You can check memory areas in Linux processes by reading the /proc/pid_of_process/maps file. Remember that a segment can contain many regions. For example, each memory-mapped file is typically in its own region in the MMAP segment, while dynamic libraries have additional regions like BSS and data. In the next article, we will elaborate on what “area” really means. In addition, sometimes people say “data segment” means “data + BSS + heap”.

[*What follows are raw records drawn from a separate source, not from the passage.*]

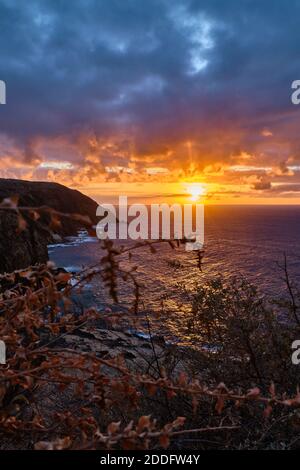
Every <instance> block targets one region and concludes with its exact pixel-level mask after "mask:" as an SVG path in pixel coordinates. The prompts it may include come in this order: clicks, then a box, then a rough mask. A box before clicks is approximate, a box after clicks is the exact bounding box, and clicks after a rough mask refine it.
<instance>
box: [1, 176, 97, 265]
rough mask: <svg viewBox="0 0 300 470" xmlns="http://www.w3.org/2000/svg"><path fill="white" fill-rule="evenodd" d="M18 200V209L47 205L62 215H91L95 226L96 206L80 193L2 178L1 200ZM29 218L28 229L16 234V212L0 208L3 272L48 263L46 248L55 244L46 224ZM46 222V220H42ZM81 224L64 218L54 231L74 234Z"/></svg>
mask: <svg viewBox="0 0 300 470" xmlns="http://www.w3.org/2000/svg"><path fill="white" fill-rule="evenodd" d="M16 195H17V196H18V197H19V202H18V205H19V206H26V207H28V206H29V207H41V206H48V207H50V208H52V209H55V210H58V211H60V212H63V213H68V214H70V213H76V214H80V215H85V216H89V218H90V219H91V221H92V222H93V223H96V208H97V203H96V202H95V201H93V200H92V199H90V198H89V197H87V196H85V195H83V194H82V193H80V192H79V191H76V190H72V189H69V188H67V187H65V186H62V185H60V184H57V183H47V182H45V183H44V182H32V181H20V180H11V179H1V178H0V201H1V200H2V199H4V198H9V197H11V196H16ZM23 215H24V218H26V222H27V227H26V229H25V230H23V231H22V232H21V233H19V234H18V233H17V228H18V218H17V215H16V214H15V213H14V212H13V211H4V210H1V209H0V272H2V273H3V272H11V271H13V270H15V269H22V268H26V267H27V266H29V265H32V264H36V263H44V262H46V261H47V260H48V251H47V245H48V244H49V243H51V242H53V241H54V240H53V238H52V236H51V234H50V233H49V231H47V230H46V229H45V226H46V225H45V224H43V223H41V222H40V221H38V222H33V221H32V220H31V219H29V218H27V217H26V215H25V214H23ZM42 222H43V221H42ZM81 225H82V224H81V223H80V222H77V221H74V220H70V219H67V218H64V219H63V220H62V224H61V227H58V228H56V229H55V232H56V233H58V234H59V235H61V236H67V235H74V234H76V232H77V230H78V229H79V228H80V227H81Z"/></svg>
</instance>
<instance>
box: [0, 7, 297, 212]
mask: <svg viewBox="0 0 300 470" xmlns="http://www.w3.org/2000/svg"><path fill="white" fill-rule="evenodd" d="M299 44H300V1H296V0H290V1H289V2H284V1H283V0H277V1H276V0H273V1H265V2H261V1H260V0H257V1H256V0H252V1H251V0H248V1H246V0H245V1H243V0H239V1H238V0H226V1H223V0H219V1H217V0H173V1H167V0H147V1H140V0H97V1H96V0H75V1H63V0H61V1H58V0H51V1H50V0H48V1H47V0H44V1H35V0H27V1H26V2H24V1H20V0H0V79H1V80H5V82H6V85H7V104H6V105H1V106H0V176H1V177H5V178H22V179H30V180H31V179H32V180H45V181H57V182H60V183H62V184H65V185H68V186H70V187H72V188H76V189H79V190H80V191H82V192H84V193H86V194H88V195H90V196H92V197H94V198H96V199H97V200H98V201H103V200H104V201H106V200H112V201H113V200H115V198H116V196H117V195H118V194H124V195H128V196H133V197H136V198H137V199H139V200H146V201H149V202H150V201H153V200H164V201H166V202H169V201H186V200H190V199H191V198H190V197H189V196H188V197H187V195H190V194H192V195H193V194H194V193H195V194H194V196H195V197H193V199H195V198H197V197H198V196H197V194H196V193H198V195H199V196H200V199H201V200H204V201H205V202H207V203H216V204H227V203H230V204H231V203H235V204H244V203H247V204H249V203H251V204H256V203H259V204H262V203H263V204H284V203H285V204H295V203H300V105H299V106H295V105H293V104H292V103H291V93H292V90H291V84H292V82H293V81H294V80H296V79H300V59H299V58H300V46H299ZM195 187H196V188H197V189H196V190H194V189H193V188H195Z"/></svg>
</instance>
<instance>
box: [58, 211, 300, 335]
mask: <svg viewBox="0 0 300 470" xmlns="http://www.w3.org/2000/svg"><path fill="white" fill-rule="evenodd" d="M118 243H120V242H118ZM122 244H124V242H122ZM102 256H103V251H102V249H101V247H100V244H99V241H98V240H97V239H96V238H93V237H89V236H88V235H87V234H86V232H85V231H81V232H80V233H79V234H78V236H77V237H69V238H68V239H66V240H64V242H63V243H60V244H57V245H51V246H49V257H50V259H51V260H52V261H54V262H55V263H56V265H57V266H61V267H64V268H66V269H67V270H69V271H72V272H76V273H78V272H79V271H80V270H81V269H82V268H86V267H88V266H89V265H94V264H95V263H96V262H97V260H100V259H101V257H102ZM284 256H286V257H287V262H288V270H289V274H290V277H291V279H292V281H293V282H294V283H298V284H299V285H300V206H207V207H206V208H205V248H204V259H203V266H202V271H201V272H200V271H199V269H198V268H197V263H196V260H195V255H194V253H193V252H186V251H185V249H184V248H183V247H182V248H180V249H178V250H172V249H171V248H170V247H169V246H167V245H165V244H162V245H160V246H157V253H155V254H152V253H151V252H150V250H149V248H140V249H138V250H136V251H135V252H134V254H133V256H132V258H131V259H129V257H128V256H124V257H123V258H122V267H124V268H125V269H130V268H133V267H136V273H135V275H136V277H137V279H138V281H139V283H140V284H141V286H142V287H141V292H142V294H143V295H142V299H143V301H142V303H141V306H140V308H141V311H143V312H146V313H147V315H149V318H150V319H151V324H152V327H153V329H154V331H155V333H159V334H163V335H164V336H165V337H166V338H167V339H168V338H169V339H172V340H174V339H175V340H177V341H179V342H182V343H185V341H188V338H184V333H183V332H182V328H181V325H182V323H183V321H182V320H183V319H184V318H185V316H186V314H187V312H189V311H190V308H191V300H190V299H191V293H192V292H193V291H194V290H195V289H196V287H197V285H199V284H203V283H205V282H206V281H207V280H208V279H210V278H212V277H215V276H216V275H219V274H220V275H221V276H223V277H224V278H225V279H226V280H228V281H230V280H231V279H232V278H234V277H239V278H241V277H242V278H245V279H247V280H248V281H250V282H251V283H253V284H254V285H256V286H257V287H258V289H259V291H260V292H261V294H262V295H266V296H268V297H270V298H271V297H272V298H277V297H278V296H282V295H285V292H286V286H285V283H284V280H283V277H284V276H283V271H282V268H281V266H282V264H283V261H284ZM119 291H120V299H119V300H120V305H119V306H115V305H114V304H113V302H112V301H111V300H110V299H109V298H108V296H107V294H106V292H105V290H104V288H103V285H102V283H101V281H100V279H99V278H95V279H93V280H91V281H90V282H89V283H88V284H87V285H86V287H85V289H84V290H83V294H82V296H83V302H84V304H85V306H89V305H93V304H96V306H97V307H98V308H99V309H100V310H101V309H102V308H103V309H104V308H106V307H107V306H108V305H109V306H110V308H112V309H113V310H115V311H120V312H122V311H125V310H126V309H127V308H129V307H130V305H131V302H132V300H133V289H132V287H131V286H130V285H128V284H127V283H125V282H124V281H121V280H120V284H119ZM158 314H159V315H158Z"/></svg>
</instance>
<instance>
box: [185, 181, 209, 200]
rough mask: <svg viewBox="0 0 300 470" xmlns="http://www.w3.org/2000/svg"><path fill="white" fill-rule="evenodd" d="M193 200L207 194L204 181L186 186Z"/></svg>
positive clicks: (193, 183) (187, 191)
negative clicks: (203, 183) (200, 182)
mask: <svg viewBox="0 0 300 470" xmlns="http://www.w3.org/2000/svg"><path fill="white" fill-rule="evenodd" d="M186 191H187V192H188V193H189V194H190V199H191V200H192V201H198V200H199V199H200V197H201V196H203V195H204V194H205V187H204V185H203V184H202V183H191V184H188V185H187V187H186Z"/></svg>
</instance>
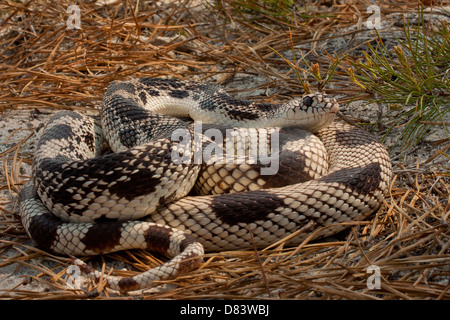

You can use the nm and objdump commands to examine binary images and display their symbols, addresses, segments, etc. Finally, in Linux, the virtual address layout described above is an “elastic” layout, which has been the default for years. It assumes that RLIMIT_STACK has a value. If there is no value, Linux reverts to the “classic” layout shown below:

  


This is the virtual address space layout. Subsequent articles discuss how the kernel keeps track of these memory areas, memory mapping, how files are read and written, and the implications of memory usage data.